At its annual Worldwide Developers Conference (WWDC), Apple unveiled Apple Intelligence, a self-branded “personal intelligence system” that will be deeply integrated into its platforms.
Apple Intelligence is built on a family of generative models created by Apple, including on-device and server-based models, diffusion models for image generation, and coding models. Additionally, Apple Intelligence can also leverage third-party models such as ChatGPT when more complex requests are required.
Here’s a quick overview of what we know so far about the two underlying models and how Apple Intelligence works.
On-device model
- size: Approximately 3 billion parameters
- Vocabulary size: 49K
- optimization: It employs low-bit quantization and grouped query attention for increased speed and efficiency.
- performance: On an iPhone 15 Pro, we achieve a latency to first token of 0.6ms per prompt token and a generation rate of 30 tokens per second.
Server-based model:
- Vocabulary size: Hundred thousand
- function: Use private cloud computing to handle more complex tasks and ensure privacy and security.
- optimization: Uses advanced techniques such as speculative decoding and context pruning to improve performance.
- safety: Built on a hardened subset of the iOS foundation, strong encryption and a secure boot process ensure the privacy of user data.
Apple’s models are trained on carefully curated datasets that do not contain any personal user information. The training data is a mix of licensed data, public data collected by AppleBot, and synthetic data. After training, Apple leverages new algorithms such as fine-tuning rejection sampling and reinforcement learning with human feedback to improve the model’s ability to follow instructions. Apple emphasizes that it does not use users’ private personal data or interactions when training the underlying models.
But the real magic happens at the optimization stage. Apple implemented a series of cutting-edge techniques to ensure optimal performance and efficiency on mobile devices. By employing techniques such as grouped query attention, shared embedding tables, low-bit parsing, and efficient key-value cache updates, Apple was able to create a highly compressed model that maintains quality while meeting the memory, power, and performance constraints of mobile devices.
Unlike general-purpose models like Google’s Gemini Nano or Microsoft’s Phi, Apple’s model is fine-tuned to the everyday activities users need to do on their devices, such as summarizing, replying to emails, and proofreading. It does this using a technique called “Low-Rank Adaptation” (LoRA): small neural network modules that are plugged into different layers of a pre-trained model. This allows the model to adapt to different tasks while still retaining its general knowledge. Crucially, these adapters can be loaded and swapped out dynamically, allowing the underlying model to become task-specific on the fly.
This makes it a bit difficult to compare Apple’s models to others: the company publishes performance ratings it ran on both the feature-specific adapter and the base model, but is careful about how it benchmarks its models.
Not surprisingly, Apple compared its models to those of open source and commercial competitors and found that human evaluators preferred its models for safety and usefulness. These results correlate highly with user experience, which is why Apple says it prioritizes human evaluation.
Apple said its models demonstrated robust performance when faced with adversarial prompts, achieving lower violation rates for harmful content, sensitive topics and factual content.
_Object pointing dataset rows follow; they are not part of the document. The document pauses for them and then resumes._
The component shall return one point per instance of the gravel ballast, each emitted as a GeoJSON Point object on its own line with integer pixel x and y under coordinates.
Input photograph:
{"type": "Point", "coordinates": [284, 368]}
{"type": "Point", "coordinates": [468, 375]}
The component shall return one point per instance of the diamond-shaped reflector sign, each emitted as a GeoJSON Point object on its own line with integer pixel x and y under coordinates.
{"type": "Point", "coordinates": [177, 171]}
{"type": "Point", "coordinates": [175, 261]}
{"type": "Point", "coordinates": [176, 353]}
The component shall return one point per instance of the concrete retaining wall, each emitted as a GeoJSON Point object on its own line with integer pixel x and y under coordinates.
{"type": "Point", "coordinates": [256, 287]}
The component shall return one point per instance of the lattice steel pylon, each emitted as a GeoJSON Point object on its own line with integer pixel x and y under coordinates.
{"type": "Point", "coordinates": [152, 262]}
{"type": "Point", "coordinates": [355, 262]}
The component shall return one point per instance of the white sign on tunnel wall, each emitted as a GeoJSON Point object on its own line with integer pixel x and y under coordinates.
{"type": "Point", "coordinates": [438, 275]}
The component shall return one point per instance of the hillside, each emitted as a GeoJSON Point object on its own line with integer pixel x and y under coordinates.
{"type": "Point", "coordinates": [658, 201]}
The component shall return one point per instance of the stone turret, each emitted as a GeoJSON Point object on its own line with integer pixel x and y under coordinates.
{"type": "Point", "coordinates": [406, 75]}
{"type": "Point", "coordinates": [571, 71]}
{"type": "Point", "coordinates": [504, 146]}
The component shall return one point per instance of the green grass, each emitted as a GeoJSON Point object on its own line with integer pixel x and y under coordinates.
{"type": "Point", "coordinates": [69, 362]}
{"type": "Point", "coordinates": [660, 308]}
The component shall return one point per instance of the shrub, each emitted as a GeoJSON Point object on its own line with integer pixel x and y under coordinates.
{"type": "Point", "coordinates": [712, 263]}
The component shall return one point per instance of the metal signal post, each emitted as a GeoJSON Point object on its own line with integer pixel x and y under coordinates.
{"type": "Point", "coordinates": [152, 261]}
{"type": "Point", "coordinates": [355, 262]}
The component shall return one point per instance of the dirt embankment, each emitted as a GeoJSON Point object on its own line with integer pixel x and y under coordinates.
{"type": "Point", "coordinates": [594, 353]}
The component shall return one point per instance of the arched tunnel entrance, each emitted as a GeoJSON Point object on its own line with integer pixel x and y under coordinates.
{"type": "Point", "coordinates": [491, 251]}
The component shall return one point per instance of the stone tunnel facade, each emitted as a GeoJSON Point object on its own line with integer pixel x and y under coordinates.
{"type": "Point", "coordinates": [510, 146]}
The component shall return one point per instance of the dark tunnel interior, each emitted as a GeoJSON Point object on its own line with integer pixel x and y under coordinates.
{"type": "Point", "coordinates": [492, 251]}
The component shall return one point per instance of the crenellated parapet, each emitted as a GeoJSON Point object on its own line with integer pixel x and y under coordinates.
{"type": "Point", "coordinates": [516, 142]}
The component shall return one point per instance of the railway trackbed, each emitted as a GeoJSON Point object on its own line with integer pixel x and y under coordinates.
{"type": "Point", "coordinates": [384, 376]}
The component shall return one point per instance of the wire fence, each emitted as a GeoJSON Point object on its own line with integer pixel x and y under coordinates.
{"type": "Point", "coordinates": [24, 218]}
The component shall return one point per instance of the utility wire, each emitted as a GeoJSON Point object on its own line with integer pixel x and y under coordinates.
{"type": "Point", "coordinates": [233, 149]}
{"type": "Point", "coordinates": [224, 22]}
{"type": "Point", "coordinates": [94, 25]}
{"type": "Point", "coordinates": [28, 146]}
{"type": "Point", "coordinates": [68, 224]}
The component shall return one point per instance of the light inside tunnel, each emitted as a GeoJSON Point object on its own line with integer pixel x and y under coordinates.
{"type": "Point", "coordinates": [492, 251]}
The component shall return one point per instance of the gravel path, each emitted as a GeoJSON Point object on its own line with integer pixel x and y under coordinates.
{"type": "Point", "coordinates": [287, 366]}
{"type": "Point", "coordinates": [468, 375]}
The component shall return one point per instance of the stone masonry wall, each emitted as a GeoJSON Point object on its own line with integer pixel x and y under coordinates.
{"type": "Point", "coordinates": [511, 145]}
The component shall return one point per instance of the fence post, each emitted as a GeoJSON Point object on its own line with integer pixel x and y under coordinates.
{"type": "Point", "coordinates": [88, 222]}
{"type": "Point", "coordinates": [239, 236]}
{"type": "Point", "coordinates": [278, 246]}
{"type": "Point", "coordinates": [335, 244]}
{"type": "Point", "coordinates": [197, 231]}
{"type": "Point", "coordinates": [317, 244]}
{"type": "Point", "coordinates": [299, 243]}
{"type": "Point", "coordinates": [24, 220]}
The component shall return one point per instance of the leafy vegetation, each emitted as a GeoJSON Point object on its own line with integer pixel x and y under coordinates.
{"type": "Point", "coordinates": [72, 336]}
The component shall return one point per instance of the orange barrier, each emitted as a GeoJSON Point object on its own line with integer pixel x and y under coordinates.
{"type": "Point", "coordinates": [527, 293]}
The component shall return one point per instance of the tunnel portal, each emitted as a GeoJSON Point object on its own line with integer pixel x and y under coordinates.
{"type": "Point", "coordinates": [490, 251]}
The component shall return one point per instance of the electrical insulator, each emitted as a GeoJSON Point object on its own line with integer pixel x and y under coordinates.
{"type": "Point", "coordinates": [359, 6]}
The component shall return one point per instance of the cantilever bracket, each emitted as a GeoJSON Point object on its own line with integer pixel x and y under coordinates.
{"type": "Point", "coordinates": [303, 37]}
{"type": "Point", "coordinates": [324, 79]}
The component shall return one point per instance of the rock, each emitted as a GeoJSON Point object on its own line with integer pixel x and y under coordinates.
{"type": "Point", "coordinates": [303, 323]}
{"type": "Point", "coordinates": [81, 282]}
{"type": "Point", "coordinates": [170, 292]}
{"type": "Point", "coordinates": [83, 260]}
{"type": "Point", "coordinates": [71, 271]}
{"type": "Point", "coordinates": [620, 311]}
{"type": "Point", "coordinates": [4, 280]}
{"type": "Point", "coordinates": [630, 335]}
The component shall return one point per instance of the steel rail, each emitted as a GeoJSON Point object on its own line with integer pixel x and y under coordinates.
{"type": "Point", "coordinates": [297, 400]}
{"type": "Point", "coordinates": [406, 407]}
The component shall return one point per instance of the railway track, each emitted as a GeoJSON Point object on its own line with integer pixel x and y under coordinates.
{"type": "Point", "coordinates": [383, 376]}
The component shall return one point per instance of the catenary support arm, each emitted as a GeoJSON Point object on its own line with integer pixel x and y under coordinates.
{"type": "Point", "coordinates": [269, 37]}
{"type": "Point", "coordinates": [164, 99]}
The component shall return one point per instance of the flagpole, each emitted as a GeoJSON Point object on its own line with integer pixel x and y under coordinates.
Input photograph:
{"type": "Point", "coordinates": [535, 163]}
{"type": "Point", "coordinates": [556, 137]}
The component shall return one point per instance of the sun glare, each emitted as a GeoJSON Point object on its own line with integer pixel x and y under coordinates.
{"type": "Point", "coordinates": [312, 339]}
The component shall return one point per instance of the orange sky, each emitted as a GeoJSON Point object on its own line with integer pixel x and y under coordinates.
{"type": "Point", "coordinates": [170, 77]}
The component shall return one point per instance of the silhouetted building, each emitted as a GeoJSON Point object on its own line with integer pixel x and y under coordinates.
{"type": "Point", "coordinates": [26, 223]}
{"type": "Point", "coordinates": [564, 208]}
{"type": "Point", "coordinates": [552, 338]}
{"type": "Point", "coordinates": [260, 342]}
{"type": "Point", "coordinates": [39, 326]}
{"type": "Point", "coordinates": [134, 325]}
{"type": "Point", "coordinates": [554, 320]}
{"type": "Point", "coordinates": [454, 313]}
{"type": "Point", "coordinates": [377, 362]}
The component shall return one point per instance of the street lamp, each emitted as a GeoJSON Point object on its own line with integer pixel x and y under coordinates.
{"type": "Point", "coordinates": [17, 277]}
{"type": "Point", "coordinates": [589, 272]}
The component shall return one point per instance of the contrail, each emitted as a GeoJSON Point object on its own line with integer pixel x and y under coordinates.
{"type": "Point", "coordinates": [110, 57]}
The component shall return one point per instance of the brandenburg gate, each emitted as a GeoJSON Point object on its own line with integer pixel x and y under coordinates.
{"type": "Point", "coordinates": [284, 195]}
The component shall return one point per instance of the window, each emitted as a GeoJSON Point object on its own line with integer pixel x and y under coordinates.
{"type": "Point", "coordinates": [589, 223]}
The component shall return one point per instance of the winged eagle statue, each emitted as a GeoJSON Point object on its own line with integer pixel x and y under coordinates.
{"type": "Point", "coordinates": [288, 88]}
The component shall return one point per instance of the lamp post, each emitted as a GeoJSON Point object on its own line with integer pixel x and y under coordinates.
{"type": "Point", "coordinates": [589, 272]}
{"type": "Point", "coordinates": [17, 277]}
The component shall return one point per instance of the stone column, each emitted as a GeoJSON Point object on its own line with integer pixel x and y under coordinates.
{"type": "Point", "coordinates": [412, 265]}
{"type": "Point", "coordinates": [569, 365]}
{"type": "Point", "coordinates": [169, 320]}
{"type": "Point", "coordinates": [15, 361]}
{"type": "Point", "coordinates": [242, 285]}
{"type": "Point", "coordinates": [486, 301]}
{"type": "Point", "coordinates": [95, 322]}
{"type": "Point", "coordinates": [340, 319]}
Overall, Apple’s on-device models are roughly on par with other small language models, while their server models are at around GPT-3.5 class. For the limited use cases that Apple Intelligence focuses on, this level of functionality is likely more than sufficient. This is likely why, despite the impressive evaluation numbers shared by Apple, they chose to partner with OpenAI to handle more complex requests.
Apple has put in a lot of effort to ensure that its AI models not only perform well but also run efficiently on mobile devices like the iPhone 15 Pro. While Apple’s approach to training and optimizing the underlying models is not revolutionary, its focus on efficiency, performance, and scalability appears to be achieving impressive results in delivering powerful, personalized AI experiences.